If there is something you need to know about me is that I love reading. I guess it is something my parents taught me as a child. I wasn’t the kind of girl who stayed at home every day surrounded only by book thinking they are my only friends… that’s not my case. I just like reading and like books. It is as simple as that.
Sometimes a book helps you just getting you entertained when you don’t have anything else to do or it makes you smile when you’ve had a shitty day. But sometimes a book can make you think about things you hadn’t noticed before or things hadn’t pay attention until that very moment. And sometimes it can became something just personal without you being able to realize it. That’s what happened with the last book I’ve read which is called ‘The Giver’.
‘The Giver’ has been written by Lois Lowry and published in 1993. It describes a world whose human society is between an utopy and a distopy. I know it must sound strage but how can you describe a society in which there’s no murder or theft and where no one breaks the rules? I guess that is ideal. It is what every country or city wishes to have: a place where there’s no hungry, no fear or pain of any kind. A place where everyone lives with no needs and can feel that he (or she) belongs to a family and a community that accepts him and values him.
It seems just like an idyllic world and it almost is an idyllic world. However everything is more complicated than it seems. How did they get to this point? Making a couple of sacrifices of course. This is an organized world in which everyone has a happy and ordered life and where everyone knows how tomorrow is going to be because there, there are no surpraises or spontaneity. It is a world of rules where there’s no free will.
Whenever a baby is born, he is brought up in a center for new borns until he is a year. The day of his first birthday this baby recives a name and a family is assigned to keep it. The first twelve years of his life he will be raised learning and respecting a series of rules and then the community will assign him a job depending on his skills.
Once he is considered to be an adult, he will be given his own house and he will be able to apply for a partner. Even this partner and the future children of this couple will be selected and assinged by a committee (maternity is another job, of course, and only a couple of girls per year can be selected for this task).
In spite of all its advantages, it is a world without color and emotions or feelings where its inhabitants can’t choose anything.
The main character of this story is Jonas, a boy who just turned twelve years and who has been assigned as the new Receiver. This means that he is going to receive the memories of the old world, the world which has been already forgotten.

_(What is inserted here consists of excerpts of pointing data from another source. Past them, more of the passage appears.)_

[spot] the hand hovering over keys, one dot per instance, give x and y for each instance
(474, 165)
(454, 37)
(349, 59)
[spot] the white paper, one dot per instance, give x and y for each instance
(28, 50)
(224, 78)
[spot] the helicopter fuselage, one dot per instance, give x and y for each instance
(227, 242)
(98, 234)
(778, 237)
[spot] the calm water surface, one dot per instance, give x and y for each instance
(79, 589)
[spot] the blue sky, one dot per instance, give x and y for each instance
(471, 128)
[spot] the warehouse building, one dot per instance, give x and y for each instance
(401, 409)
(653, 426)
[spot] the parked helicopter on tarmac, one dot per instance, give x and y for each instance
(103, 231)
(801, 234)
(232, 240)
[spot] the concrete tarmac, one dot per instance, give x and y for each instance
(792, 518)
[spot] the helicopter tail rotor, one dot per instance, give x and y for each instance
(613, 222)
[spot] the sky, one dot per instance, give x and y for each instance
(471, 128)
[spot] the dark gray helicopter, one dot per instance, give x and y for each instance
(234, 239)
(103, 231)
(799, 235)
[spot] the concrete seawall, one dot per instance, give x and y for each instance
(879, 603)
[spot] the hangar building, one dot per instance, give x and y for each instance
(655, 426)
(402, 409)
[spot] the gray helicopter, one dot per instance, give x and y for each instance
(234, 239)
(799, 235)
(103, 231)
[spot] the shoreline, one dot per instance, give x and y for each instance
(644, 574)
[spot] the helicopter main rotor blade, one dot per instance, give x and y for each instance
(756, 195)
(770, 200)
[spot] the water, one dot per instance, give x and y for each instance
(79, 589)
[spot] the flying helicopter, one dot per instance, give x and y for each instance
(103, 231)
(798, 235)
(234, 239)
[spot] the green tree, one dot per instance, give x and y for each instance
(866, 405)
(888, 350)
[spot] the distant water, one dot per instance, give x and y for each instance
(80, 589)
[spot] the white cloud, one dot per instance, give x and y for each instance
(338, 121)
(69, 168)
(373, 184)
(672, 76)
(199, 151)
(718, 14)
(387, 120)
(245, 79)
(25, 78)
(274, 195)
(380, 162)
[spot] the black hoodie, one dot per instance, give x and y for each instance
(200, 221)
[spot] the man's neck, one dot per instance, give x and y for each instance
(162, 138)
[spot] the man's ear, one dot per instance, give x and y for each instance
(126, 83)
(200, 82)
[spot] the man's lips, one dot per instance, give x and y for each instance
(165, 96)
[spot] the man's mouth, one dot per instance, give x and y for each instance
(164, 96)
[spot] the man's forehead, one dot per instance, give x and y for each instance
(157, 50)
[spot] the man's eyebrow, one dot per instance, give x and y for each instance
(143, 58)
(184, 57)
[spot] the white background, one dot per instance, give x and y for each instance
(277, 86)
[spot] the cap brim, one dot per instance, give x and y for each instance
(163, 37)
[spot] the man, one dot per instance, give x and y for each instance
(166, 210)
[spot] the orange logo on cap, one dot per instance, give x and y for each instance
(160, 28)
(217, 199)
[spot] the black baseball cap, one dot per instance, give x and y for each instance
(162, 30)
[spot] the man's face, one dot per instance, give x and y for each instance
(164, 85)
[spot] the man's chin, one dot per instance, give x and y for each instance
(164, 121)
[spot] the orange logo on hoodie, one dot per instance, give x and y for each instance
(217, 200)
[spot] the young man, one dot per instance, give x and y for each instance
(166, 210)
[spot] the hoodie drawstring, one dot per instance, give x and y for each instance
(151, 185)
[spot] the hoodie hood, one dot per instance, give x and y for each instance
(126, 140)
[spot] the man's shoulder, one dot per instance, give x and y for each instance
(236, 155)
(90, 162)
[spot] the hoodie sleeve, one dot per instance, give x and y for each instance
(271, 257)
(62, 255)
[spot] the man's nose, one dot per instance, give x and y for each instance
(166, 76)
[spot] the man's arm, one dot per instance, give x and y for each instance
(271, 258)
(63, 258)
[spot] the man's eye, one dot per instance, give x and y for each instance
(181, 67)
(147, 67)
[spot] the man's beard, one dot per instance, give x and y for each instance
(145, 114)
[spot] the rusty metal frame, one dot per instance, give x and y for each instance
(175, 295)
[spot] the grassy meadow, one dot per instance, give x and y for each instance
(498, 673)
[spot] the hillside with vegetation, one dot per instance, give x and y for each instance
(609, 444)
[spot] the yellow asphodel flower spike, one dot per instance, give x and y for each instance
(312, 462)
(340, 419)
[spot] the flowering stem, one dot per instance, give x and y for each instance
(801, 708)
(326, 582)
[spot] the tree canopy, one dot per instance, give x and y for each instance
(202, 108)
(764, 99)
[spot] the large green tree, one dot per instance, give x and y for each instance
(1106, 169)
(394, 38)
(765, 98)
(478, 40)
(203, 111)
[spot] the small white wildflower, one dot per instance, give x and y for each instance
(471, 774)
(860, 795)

Through this memories Jonas learns how different his world is from that one in which people played with snow and laught histerically or where they suffered hungry and wars.
I’m not going to tell you the rest of the story so you should discover by yourselves what is Jonas going to do with this new knowledge. ‘The Giver’ is the first of four books that I hope I will be able to read as soon as possible.
Some time ago a Hollywood producer bought the rights of this book, but it wasn’t until last year that the film was finally released though I think that we will have to wait a little more to watch it in Spain.